2. And then, sure as sky, the big backlash happened. Popular blogs became too commercial, babies of mom bloggers grew up, people who wrote eloquently about their life struggles were outed as being insane. The monkeys ran away with the circus, as they say. 

3. I had a blog, back in the day.

Writing on the internet saved my life in some ways, kept me company during some lonely years and was one long course in personal essay writing. I enjoyed it, it opened a lot of doors for me, I traveled around the world three times on invitations stemming from my blog. But then I killed it with worry. Strangled it under the crushing fear of other people’s opinions. I grew tired and stressed over my blog and when the opportunity came for me to jump off that train, I gladly took it. 

 

4. But I’ve actually missed blogging in the intervening years. Not chasing page views and navigating algorithms, that part makes online content creators fully fetal. But the genuine sharing, on a site that’s not being manipulated by a foreign entity, or governed by a character count. I like writing on the internet. 

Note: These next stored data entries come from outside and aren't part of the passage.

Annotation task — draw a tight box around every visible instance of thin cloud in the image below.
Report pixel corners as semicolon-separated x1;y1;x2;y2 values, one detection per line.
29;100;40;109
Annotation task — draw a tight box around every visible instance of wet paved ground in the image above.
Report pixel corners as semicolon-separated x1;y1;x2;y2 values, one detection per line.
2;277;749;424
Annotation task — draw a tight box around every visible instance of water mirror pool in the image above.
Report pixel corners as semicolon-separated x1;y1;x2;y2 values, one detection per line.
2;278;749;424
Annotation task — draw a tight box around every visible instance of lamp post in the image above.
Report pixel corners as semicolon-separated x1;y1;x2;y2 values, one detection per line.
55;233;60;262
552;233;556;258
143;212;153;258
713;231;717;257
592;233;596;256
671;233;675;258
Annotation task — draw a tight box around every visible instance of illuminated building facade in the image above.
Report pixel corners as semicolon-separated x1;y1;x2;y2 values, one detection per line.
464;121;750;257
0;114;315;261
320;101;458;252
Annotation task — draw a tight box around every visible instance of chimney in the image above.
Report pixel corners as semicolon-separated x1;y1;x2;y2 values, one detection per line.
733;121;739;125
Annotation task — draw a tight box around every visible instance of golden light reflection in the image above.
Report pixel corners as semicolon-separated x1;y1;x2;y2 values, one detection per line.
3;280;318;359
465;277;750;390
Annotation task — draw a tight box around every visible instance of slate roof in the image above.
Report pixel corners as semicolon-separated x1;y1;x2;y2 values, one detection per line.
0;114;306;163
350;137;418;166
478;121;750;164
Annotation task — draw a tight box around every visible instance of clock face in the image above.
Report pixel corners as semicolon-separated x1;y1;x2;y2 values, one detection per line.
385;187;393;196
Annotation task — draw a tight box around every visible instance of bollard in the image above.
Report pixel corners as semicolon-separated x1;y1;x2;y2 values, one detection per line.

5. You know what else, I like? Lists.

6. And my real gift to the world is bossiness. Among friends and family and online acquaintances, I am known for telling you EXACTLY what you should do, the books you should read, what to order, how to feel, align, organize, breathe. My obsessions come in fast and deep and then I have an uncontrollable desire to share them with the world.

7. The internet has been great for me.

8. And also, not so great. I have true concerns about how all this screen time is changing our brains and hearts and culture at large. 

9. But every time I start to think about stepping away from the internet forever (I’ve never truly contemplated stepping away from the internet forever), I come back to the piece about sharing. I think that people sharing their stuff - the personal, the trivial, and life's most important lessons - is the key to connection and peace.

10. I might run out of things to say after the first six months. But for now, I have 10 Things To Tell You.